Uncle Jimmie looked down at Jacqueline beside him. She could feel his eyes boring through her and she could feel herself shrinking smaller and smaller, till a crack would have held her.

“Well,” said Uncle Jimmie in the tone, she felt, in which he sent men to be court-martialed—a tone that left you flat, crushed under tons of righteous disapproval. “I’ll say that for a nickel-plated, triple-riveted Miss Mess-it you’ve broken the world’s record this trip.”

CHAPTER XLI
NIGHT OF JUDGMENT

They were all seated in the softly lighted parlor at The Chimnies—Cousin Penelope, stonily silent, Aunt Eunice, wiping her spectacles over and over, Aunt Edie, little and gray-eyed, with helpless, fluttery gestures—when Jacqueline, like a criminal in custody, walked in at Uncle Jimmie’s side.

An entrance all right, and drama, but not the kind Jacqueline wanted!

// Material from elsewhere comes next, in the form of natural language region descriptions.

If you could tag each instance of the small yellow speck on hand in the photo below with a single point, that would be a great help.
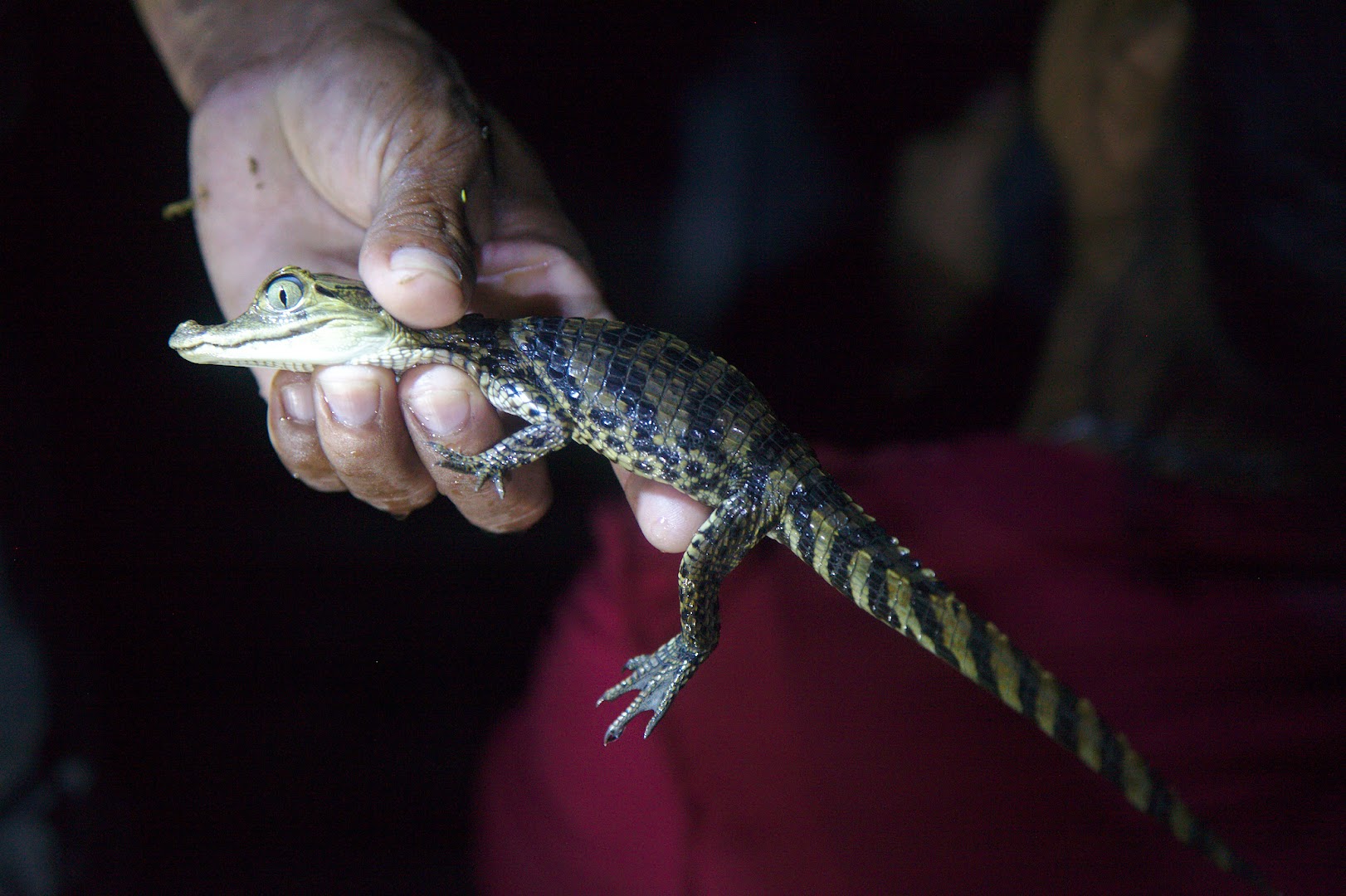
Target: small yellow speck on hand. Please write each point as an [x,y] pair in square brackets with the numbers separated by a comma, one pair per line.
[179,209]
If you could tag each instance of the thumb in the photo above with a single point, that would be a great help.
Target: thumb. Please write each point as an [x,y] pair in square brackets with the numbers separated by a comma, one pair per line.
[419,252]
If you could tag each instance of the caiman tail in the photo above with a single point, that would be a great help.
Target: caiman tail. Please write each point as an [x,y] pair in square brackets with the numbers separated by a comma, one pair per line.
[829,532]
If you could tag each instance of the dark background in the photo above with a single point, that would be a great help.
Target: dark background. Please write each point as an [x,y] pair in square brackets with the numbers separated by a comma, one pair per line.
[274,688]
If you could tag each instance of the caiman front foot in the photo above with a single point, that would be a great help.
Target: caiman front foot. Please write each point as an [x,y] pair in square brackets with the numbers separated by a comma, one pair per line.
[473,465]
[658,677]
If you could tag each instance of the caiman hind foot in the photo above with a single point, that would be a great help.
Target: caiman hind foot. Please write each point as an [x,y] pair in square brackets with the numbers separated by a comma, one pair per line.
[658,677]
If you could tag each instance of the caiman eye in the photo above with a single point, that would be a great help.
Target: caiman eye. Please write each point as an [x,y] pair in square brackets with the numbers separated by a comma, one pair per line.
[285,294]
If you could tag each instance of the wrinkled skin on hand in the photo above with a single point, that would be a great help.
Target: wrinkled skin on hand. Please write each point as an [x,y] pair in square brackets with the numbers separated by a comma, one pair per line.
[363,153]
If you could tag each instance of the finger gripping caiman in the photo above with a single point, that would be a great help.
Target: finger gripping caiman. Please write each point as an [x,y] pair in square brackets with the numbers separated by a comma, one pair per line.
[687,417]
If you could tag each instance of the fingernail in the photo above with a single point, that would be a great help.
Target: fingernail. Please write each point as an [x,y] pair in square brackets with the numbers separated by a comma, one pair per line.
[409,263]
[296,402]
[352,394]
[439,404]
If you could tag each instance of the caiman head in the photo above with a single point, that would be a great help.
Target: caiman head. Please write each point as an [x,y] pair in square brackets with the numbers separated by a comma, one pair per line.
[302,320]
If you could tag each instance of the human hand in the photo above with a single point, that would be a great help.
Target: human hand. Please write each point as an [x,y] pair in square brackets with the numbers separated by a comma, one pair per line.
[358,149]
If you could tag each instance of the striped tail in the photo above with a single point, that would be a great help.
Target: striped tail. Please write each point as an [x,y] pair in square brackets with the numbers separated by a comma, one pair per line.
[828,530]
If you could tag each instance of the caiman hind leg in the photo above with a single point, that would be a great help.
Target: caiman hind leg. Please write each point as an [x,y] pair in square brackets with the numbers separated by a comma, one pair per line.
[733,529]
[519,448]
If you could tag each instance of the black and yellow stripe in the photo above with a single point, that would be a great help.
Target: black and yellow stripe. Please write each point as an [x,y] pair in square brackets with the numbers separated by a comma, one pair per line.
[856,556]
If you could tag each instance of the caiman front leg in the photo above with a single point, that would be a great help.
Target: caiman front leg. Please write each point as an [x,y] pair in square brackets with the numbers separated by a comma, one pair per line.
[519,448]
[734,528]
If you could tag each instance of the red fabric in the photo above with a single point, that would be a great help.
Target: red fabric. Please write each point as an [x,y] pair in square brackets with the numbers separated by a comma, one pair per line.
[817,751]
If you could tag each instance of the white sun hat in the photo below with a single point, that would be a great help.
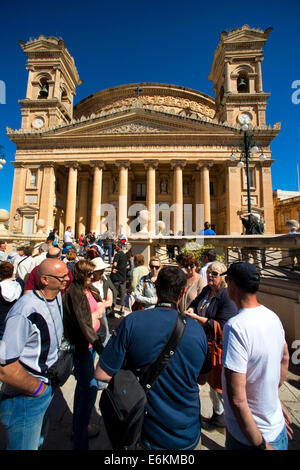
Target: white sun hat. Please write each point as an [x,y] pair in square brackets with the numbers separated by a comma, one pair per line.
[99,264]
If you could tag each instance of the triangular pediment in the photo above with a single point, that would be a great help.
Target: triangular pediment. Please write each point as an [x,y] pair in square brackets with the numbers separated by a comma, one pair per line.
[245,34]
[138,122]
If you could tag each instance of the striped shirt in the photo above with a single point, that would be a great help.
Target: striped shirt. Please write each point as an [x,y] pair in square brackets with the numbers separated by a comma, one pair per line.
[29,336]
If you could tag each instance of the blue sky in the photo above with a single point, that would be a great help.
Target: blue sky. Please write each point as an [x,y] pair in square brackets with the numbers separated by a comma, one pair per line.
[130,41]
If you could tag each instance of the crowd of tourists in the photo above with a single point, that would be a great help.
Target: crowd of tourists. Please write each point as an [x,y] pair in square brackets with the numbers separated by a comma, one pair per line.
[71,288]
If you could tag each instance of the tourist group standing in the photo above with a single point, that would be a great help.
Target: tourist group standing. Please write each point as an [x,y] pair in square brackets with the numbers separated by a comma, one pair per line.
[70,289]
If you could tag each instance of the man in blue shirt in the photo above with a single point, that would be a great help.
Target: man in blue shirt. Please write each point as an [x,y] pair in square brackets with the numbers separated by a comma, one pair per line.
[172,420]
[207,230]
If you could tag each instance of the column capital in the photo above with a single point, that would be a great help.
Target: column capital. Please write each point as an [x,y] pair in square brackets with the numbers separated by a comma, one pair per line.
[123,163]
[97,164]
[204,164]
[72,164]
[47,165]
[178,163]
[151,164]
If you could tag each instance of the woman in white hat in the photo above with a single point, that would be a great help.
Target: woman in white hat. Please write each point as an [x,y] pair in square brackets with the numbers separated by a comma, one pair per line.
[107,292]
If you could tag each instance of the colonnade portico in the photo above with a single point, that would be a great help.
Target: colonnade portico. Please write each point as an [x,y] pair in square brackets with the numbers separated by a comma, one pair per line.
[171,146]
[87,189]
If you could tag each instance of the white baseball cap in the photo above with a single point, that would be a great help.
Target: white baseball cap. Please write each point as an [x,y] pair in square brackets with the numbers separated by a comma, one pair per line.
[99,264]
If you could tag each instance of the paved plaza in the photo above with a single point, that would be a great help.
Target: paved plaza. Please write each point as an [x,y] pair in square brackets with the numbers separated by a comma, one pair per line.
[59,436]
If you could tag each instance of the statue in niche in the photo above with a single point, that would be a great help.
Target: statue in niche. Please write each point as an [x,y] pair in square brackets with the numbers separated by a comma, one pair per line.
[164,186]
[186,188]
[16,222]
[115,184]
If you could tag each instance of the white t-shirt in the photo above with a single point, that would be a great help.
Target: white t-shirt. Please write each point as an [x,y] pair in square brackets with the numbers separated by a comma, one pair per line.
[253,345]
[68,237]
[203,271]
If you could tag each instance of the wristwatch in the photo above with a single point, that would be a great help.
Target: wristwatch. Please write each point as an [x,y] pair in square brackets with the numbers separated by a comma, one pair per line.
[261,446]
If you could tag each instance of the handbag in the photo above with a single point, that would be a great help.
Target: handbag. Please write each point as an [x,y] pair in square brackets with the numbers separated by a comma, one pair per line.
[139,305]
[123,403]
[215,345]
[61,370]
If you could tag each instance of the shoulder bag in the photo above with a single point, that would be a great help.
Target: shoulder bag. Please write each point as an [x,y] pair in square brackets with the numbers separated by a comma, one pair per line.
[123,402]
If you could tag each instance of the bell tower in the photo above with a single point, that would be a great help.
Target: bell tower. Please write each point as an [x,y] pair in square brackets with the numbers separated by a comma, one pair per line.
[51,87]
[237,76]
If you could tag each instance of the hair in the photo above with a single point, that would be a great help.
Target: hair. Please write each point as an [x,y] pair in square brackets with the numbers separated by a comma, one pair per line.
[179,258]
[139,260]
[28,250]
[170,282]
[81,270]
[189,258]
[220,268]
[71,254]
[154,258]
[210,253]
[6,270]
[44,247]
[92,253]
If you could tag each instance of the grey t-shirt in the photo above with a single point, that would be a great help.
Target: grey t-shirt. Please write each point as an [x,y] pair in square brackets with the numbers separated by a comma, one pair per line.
[29,334]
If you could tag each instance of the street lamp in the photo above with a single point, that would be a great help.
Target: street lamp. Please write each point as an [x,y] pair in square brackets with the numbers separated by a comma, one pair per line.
[2,159]
[249,147]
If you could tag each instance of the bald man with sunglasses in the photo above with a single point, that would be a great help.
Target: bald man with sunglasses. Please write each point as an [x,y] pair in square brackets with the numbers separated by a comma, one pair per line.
[29,347]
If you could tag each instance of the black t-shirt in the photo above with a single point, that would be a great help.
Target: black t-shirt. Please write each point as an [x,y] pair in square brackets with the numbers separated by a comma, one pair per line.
[121,259]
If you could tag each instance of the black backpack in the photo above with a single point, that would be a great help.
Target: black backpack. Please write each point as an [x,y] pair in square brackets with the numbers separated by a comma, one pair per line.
[123,403]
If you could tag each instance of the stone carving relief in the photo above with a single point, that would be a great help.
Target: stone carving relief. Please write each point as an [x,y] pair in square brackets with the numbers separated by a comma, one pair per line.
[166,104]
[133,128]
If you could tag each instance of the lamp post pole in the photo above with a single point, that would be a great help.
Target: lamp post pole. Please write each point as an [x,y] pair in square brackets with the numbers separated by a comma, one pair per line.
[247,154]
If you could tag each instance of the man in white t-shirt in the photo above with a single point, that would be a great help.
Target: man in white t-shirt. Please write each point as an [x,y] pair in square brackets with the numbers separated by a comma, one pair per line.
[255,359]
[68,237]
[208,257]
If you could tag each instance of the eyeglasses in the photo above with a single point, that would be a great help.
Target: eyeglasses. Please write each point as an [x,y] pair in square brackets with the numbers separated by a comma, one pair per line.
[214,273]
[59,278]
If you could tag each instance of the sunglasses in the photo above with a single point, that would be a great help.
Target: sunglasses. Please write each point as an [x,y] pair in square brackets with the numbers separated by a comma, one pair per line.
[59,278]
[214,273]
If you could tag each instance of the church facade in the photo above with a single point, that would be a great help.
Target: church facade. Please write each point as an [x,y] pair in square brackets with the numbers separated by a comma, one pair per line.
[142,146]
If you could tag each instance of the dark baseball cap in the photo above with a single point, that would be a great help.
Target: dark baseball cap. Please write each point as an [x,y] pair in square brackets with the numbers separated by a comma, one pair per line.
[243,274]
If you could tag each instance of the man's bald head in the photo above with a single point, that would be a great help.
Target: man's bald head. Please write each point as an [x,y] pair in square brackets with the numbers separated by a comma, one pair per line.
[54,252]
[51,266]
[53,276]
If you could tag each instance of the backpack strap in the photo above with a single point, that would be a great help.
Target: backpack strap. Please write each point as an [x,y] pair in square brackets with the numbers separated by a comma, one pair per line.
[152,371]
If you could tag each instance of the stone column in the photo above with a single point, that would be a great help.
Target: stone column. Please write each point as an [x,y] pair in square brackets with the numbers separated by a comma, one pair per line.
[177,166]
[259,76]
[123,166]
[71,195]
[267,197]
[151,166]
[96,196]
[18,191]
[82,219]
[47,196]
[233,199]
[205,188]
[227,77]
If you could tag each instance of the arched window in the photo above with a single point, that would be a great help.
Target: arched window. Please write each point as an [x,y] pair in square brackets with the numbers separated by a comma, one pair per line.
[44,91]
[243,82]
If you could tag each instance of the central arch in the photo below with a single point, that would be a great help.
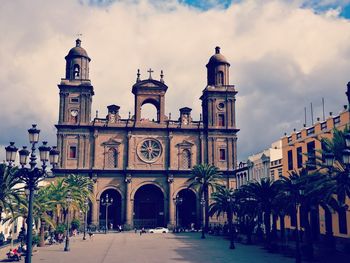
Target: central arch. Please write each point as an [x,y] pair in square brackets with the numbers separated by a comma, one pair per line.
[187,214]
[149,207]
[114,211]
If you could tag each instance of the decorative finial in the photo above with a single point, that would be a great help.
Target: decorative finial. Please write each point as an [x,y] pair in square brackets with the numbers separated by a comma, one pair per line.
[161,76]
[138,75]
[78,42]
[150,71]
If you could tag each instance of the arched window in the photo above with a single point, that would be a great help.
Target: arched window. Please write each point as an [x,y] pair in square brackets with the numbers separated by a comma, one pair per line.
[186,159]
[220,78]
[76,71]
[112,158]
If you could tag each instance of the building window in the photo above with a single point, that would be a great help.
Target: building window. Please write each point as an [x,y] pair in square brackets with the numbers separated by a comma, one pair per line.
[222,154]
[342,221]
[310,131]
[74,100]
[220,78]
[290,160]
[186,159]
[311,154]
[279,172]
[293,219]
[299,157]
[112,158]
[336,121]
[76,71]
[73,152]
[221,120]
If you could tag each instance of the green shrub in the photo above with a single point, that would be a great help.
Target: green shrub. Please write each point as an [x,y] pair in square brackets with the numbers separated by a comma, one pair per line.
[60,229]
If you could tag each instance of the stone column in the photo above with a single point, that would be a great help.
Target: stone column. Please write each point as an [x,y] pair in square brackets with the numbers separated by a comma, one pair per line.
[129,204]
[171,221]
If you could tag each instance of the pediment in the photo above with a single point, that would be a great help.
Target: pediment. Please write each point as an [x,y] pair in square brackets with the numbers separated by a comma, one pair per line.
[184,143]
[111,142]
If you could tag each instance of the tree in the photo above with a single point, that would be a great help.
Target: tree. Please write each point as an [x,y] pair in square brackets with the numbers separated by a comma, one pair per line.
[10,188]
[224,201]
[264,193]
[205,178]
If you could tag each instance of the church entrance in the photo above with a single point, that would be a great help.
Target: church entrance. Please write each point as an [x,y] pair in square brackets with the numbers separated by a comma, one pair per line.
[187,214]
[149,207]
[113,209]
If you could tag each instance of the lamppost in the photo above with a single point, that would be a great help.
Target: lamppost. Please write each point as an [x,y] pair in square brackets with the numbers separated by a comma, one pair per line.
[68,201]
[32,175]
[106,202]
[178,201]
[231,200]
[85,217]
[202,207]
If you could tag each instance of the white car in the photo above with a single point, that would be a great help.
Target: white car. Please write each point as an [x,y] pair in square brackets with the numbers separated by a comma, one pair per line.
[159,230]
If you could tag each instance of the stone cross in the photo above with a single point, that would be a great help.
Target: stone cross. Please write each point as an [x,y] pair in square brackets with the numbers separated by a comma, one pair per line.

“Oh, Jackie!” cried Aunt Edie, as soon as she set eyes on her. “You dreadful child! What have you done now? What will you do next? Come here and kiss me! I hope you didn’t catch anything in that queer place. I’m so afraid of typhus in these gone-to-seed old townships.”

Aunt Edie was insulting New England, just as Cousin Penelope had expected her to do, but Cousin Penelope hadn’t the spirit left to do more than fling her a disdainful glance.

“Go say how-do-you-do to your Aunt Eunice,” Aunt Edie bade Jacqueline, “and tell her you’re sorry. You owe her all sorts of apologies. I shouldn’t think she’d ask you inside her house, after the way you’ve behaved.”

Jacqueline shrugged her shoulders. One had to put on indifference, if one didn’t want to bawl. She went to Great-aunt Eunice, made her little curtsy, and offered a limp hand.

“Well, well, Jacqueline,” said Aunt Eunice, being nice with an effort that did not escape Jacqueline, “we’re very glad to see you here at last. Now we’d better have dinner.”